企業経営の文脈では、日本語訳せずにインクルージョンという言葉のままで、徐々にではあるが耳になじみはじめてきているようだ。ダイバーシティというよりもダイバーシティ&インクルージョンと呼ぶことが自然になり、推進組織を「ダイバーシティ&インクルージョン推進室」とする企業が次々に出現してきた。
インクルージョン・マネジメント
働き方改革を完成させるのはインクルージョン・マネジメントだ。
多様性とは、価値観のカオス状態を意味します。
価値観の混沌は、基本的に二者択一の場面で顕著に現れるものです。
「全体と個人」「活躍と停滞」「競争と協調」「管理と自律」「量の拡大と質の進化」が職場では代表的な対立でしょう。
そのたびごとに、マネージャーは2つの価値観の狭間に追い込まれることになります。
進む方向は、
どちらか一方ではなく、どちらにも価値を置く。
相反している価値観のバランスを取るということは、互いの価値観を争うのではなく相互で認め合い補完することを指す。
実はこの発想に著者は「老荘思想」との類似性を指摘します。
老荘思想は魏晋南北朝時代の老子と荘子の思想を合わせた学説だ。南方中国の個人主義的傾向を反映した東洋の代表的思想でもある。
どちらも否定しきれない2つの価値観の調和を考えるこのような態度こそ、インクルージョンの考え方そのものです。

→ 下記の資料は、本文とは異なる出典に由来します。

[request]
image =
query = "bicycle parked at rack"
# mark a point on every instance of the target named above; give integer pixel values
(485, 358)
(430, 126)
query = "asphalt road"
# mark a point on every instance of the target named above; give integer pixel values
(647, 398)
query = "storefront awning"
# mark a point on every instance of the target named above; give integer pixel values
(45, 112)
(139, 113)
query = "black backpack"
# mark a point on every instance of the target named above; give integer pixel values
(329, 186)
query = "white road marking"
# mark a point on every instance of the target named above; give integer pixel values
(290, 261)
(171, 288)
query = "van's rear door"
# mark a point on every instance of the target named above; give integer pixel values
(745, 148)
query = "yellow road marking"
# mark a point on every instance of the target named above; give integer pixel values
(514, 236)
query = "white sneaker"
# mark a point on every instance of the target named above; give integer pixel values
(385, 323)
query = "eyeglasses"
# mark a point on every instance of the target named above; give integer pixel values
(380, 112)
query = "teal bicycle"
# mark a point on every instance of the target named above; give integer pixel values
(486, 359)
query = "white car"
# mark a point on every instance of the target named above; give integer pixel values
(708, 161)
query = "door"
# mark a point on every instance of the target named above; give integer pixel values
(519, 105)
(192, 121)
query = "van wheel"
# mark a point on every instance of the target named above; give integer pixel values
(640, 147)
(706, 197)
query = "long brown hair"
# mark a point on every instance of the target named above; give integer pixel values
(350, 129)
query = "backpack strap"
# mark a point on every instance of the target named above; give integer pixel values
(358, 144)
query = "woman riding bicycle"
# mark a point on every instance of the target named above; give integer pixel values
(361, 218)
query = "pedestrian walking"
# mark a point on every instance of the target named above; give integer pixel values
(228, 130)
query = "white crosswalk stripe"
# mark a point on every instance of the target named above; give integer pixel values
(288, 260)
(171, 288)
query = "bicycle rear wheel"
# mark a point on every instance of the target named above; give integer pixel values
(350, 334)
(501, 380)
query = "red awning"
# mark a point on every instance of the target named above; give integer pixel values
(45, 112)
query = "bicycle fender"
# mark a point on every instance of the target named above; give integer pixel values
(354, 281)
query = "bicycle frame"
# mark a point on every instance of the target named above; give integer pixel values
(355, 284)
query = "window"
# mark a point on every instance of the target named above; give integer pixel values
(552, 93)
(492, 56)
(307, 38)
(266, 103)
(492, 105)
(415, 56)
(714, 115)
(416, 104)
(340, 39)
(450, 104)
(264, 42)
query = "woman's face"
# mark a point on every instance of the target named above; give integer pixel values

中国の老荘思想にインクルージョンの考え方は極めて近いことを指摘し、老荘思想は日本人の思考形成に大きな影響を与え、私たちにとてもなじみの深いものであると説明を続けます。
すなわち、
インクルージョンの考え方は日本人にとって、とても「自然」であるという結論を提示するのです。
他に荘子が説く「両行」という考え方がある。唯一・絶対的な価値を信じるのではなく様々な思想や価値観を認め、いずれの存在があることも当然とする考えだ。これも多様性を認めるということに他ならない。
個人を十全に活かす方向こそが、マネージャーの目指すべき方向なのでしょう。